El Prelado recuerda que en el Credo nosotros rezamos: "Creo en la Resurrección de los muertos y en la vida eterna". Según él, creer en la resurrección de los muertos fue desde el inicio un elemento esencial de la fe cristiana. "La confianza de los cristianos es la resurrección de los muertos; creyendo en ella, somos cristianos", dice el Nuevo Catecismo.

Purgatorio_Gaudium_Press.jpg
Detalle de la iglesia Museo del Purgatorio - Roma

Mons. Scherer también cita a San Pablo, que decía: "¿Cómo pueden algunos de entre vosotros decir que no hay resurrección de los muertos? Si no hay resurrección de los muertos, tampoco Cristo resucitó. Y, si Cristo no resucitó, vacía es nuestra predicación y vacía es también vuestra fe. ¡Pero no! Cristo resucitó de los muertos, primicias de los que adormecieron" (1Cor 15,12-14-.20).

Todavía de acuerdo con el Obispo, la resurrección de los muertos fue revelada progresivamente por Dios a su pueblo. Él refuerza que Jesús liga la fe en la resurrección a su propia persona: "Yo soy la resurrección y la vida" (Jn 11,25). El Prelado afirma que es Jesús mismo quien, en el último día, ha de resucitar a los que en él hubieron creído y que se hubieren alimentado de la eucaristía, pues la esperanza cristiana en la resurrección está toda marcada por el encuentro con el Cristo resucitado. "Los que hubieren hecho el bien irán para la resurrección de vida; los que hubieren practicado el mal, para una resurrección de juzgamiento" (Jn 5,29).

Por tanto, Mons.
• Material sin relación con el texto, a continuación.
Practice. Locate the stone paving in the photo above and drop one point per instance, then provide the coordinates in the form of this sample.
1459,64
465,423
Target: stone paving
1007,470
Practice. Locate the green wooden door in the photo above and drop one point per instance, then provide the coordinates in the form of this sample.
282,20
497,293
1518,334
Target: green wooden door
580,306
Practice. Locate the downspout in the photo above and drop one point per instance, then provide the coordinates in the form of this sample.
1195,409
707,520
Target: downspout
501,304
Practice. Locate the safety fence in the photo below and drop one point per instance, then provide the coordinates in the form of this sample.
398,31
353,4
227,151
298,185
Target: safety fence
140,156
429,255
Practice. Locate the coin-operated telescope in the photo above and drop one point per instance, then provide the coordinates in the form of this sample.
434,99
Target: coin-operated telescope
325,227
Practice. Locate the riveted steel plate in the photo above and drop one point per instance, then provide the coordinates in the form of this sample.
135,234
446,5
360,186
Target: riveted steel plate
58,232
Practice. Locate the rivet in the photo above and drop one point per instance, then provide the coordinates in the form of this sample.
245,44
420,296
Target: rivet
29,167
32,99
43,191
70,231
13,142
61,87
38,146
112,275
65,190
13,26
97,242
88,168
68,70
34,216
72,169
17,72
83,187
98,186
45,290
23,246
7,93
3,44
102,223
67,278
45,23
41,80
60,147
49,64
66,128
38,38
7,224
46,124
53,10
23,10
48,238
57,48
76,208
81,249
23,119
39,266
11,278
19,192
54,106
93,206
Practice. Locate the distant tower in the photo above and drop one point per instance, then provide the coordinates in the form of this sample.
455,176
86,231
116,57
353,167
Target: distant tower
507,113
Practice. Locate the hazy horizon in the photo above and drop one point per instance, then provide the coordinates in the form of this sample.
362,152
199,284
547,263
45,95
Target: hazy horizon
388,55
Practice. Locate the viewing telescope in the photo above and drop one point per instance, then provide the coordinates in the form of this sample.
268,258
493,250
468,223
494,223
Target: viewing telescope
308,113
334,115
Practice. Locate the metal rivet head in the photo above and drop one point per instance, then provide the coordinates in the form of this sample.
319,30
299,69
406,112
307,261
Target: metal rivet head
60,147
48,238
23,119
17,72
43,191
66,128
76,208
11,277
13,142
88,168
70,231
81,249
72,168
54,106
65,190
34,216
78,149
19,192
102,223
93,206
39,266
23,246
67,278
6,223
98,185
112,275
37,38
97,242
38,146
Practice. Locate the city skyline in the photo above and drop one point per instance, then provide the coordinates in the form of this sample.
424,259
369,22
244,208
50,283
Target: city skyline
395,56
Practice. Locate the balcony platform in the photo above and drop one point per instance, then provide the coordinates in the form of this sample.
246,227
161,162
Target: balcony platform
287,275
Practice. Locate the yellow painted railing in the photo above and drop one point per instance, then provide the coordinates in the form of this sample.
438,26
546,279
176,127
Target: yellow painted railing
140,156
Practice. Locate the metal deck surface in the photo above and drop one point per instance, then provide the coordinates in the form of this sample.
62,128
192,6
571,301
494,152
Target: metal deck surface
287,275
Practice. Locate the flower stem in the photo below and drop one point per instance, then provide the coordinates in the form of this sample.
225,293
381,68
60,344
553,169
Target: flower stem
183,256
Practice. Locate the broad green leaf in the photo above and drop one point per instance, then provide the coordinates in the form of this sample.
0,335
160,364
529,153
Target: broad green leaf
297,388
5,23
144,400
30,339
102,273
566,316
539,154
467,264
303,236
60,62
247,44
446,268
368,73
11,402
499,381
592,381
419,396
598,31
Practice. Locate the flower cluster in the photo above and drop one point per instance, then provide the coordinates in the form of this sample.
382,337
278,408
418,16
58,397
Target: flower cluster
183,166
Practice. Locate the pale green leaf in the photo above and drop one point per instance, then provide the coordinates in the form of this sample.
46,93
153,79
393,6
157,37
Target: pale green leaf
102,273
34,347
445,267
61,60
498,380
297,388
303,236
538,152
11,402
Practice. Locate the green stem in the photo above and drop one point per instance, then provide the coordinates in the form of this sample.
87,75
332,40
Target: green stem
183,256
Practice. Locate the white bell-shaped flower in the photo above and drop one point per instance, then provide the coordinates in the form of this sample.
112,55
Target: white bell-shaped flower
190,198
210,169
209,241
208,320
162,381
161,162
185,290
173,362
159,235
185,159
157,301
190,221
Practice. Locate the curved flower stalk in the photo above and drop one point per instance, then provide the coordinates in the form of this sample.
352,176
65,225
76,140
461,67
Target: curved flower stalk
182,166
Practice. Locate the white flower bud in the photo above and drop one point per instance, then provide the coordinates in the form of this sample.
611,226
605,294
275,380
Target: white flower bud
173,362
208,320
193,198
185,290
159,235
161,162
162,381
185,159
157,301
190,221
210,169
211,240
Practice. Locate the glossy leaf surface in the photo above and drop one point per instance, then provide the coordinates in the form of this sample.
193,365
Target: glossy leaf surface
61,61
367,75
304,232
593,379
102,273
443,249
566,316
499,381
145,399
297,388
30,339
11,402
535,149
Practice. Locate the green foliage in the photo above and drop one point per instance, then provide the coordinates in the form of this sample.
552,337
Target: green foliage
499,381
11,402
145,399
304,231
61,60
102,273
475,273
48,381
Scherer resalta que esta es nuestra fe que vino siendo traída hasta nosotros desde los tiempos más remotos y, por tanto, celebrar los muertos es celebrar la vida eterna que no va terminar nunca, pues la vida cristiana es vivir en comunión íntima con Dios, ahora y para siempre.
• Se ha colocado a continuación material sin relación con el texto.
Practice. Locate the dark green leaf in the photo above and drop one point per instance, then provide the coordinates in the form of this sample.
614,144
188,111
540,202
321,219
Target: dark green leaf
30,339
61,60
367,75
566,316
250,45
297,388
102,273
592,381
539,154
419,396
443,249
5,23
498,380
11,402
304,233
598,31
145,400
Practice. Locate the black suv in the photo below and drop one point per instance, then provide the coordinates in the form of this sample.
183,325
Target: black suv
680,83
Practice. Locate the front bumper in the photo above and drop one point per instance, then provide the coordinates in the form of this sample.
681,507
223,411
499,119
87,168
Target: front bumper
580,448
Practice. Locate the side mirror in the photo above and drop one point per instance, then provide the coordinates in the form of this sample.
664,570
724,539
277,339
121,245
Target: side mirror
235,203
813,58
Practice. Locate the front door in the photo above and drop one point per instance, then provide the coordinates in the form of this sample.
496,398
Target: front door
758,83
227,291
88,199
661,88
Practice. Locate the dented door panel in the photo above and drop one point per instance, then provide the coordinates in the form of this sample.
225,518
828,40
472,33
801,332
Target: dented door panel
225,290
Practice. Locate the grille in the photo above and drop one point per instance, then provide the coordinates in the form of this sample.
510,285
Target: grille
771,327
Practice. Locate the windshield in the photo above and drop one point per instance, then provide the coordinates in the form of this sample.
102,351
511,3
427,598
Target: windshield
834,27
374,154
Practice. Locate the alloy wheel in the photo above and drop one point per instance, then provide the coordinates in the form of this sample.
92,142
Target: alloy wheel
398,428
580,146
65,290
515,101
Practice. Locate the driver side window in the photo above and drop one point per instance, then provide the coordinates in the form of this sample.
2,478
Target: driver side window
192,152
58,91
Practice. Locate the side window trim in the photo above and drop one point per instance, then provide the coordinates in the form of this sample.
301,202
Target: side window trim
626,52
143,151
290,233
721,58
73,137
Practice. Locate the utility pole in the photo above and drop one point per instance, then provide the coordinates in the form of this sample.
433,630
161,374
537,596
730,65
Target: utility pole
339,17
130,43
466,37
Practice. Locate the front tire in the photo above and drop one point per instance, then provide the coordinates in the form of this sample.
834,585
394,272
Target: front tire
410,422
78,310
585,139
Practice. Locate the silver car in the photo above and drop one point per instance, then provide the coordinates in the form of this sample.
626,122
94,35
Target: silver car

"Es un hecho que nosotros, por caridad y devoción, debemos recordarnos, en nuestras oraciones, de nuestros parientes y amigos fallecidos. Además, la caridad cristiana nos obliga a rezar hasta incluso por las almas de aquellos que no conocemos; muchas están olvidadas, y precisan que alguien rece por ellas. Aprovechemos, por tanto, este mes de noviembre para dedicarnos con más amor a los que nos eran queridos en vida y para rezar por ellos y por todas las almas que necesitan. Al ofrecer nuestras oraciones y sacrificios en sus favores, si sus almas están todavía en el Purgatorio, nosotros aliviaremos sus penas y los ayudaremos a gozar más rápido de la gloria celeste", enfatiza.
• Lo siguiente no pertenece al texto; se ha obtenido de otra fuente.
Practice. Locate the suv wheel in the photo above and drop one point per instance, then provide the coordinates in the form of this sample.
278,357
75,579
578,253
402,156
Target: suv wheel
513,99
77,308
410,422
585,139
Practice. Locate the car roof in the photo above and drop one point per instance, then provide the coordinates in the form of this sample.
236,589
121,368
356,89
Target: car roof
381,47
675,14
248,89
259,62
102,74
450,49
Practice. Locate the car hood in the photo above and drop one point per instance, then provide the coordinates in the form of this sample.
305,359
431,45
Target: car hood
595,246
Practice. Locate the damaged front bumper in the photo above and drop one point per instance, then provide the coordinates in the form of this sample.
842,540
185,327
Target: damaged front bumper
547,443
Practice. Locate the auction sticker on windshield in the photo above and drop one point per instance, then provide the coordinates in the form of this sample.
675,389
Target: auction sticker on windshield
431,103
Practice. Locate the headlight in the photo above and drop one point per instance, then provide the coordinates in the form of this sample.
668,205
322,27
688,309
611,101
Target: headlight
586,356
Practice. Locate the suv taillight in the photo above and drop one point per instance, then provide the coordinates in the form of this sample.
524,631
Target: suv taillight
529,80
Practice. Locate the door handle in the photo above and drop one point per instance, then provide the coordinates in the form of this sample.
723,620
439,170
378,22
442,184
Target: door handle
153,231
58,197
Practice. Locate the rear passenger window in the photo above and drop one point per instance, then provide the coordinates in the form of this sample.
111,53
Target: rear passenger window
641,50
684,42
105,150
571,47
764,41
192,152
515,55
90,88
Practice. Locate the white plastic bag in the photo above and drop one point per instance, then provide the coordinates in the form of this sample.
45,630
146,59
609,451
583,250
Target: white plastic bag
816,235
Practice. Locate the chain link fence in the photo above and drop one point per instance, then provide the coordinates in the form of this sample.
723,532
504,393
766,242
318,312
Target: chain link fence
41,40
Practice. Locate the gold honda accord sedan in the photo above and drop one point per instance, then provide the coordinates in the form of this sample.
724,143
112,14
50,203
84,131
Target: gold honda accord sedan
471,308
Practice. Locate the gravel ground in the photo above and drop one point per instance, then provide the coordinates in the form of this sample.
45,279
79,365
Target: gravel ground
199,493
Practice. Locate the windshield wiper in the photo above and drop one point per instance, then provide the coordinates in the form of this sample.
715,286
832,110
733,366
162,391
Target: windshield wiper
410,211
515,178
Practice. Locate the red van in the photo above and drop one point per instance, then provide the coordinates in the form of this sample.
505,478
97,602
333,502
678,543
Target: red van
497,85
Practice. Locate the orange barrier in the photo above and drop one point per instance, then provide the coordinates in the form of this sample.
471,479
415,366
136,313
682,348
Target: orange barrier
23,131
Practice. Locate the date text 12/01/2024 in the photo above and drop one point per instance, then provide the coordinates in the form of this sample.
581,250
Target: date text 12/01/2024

El Obispo resalta que para entender esas penas de las almas del purgatorio es preciso saber que todo pecado genera una ofensa, a la cual corresponde una culpa y también un perjuicio, al cual corresponde una pena. Él también recuerda que, conforme el pecado -mortal o venial-, también es la gravedad de la culpa y la pena, que puede ser eterna o temporal. Para Mons. Scherer, el sacramento de la penitencia perdona la culpa y la pena eterna, pero el pecador debe reparar los perjuicios causados por los propios pecados cumpliendo alguna penitencia para descontar las penas debidas.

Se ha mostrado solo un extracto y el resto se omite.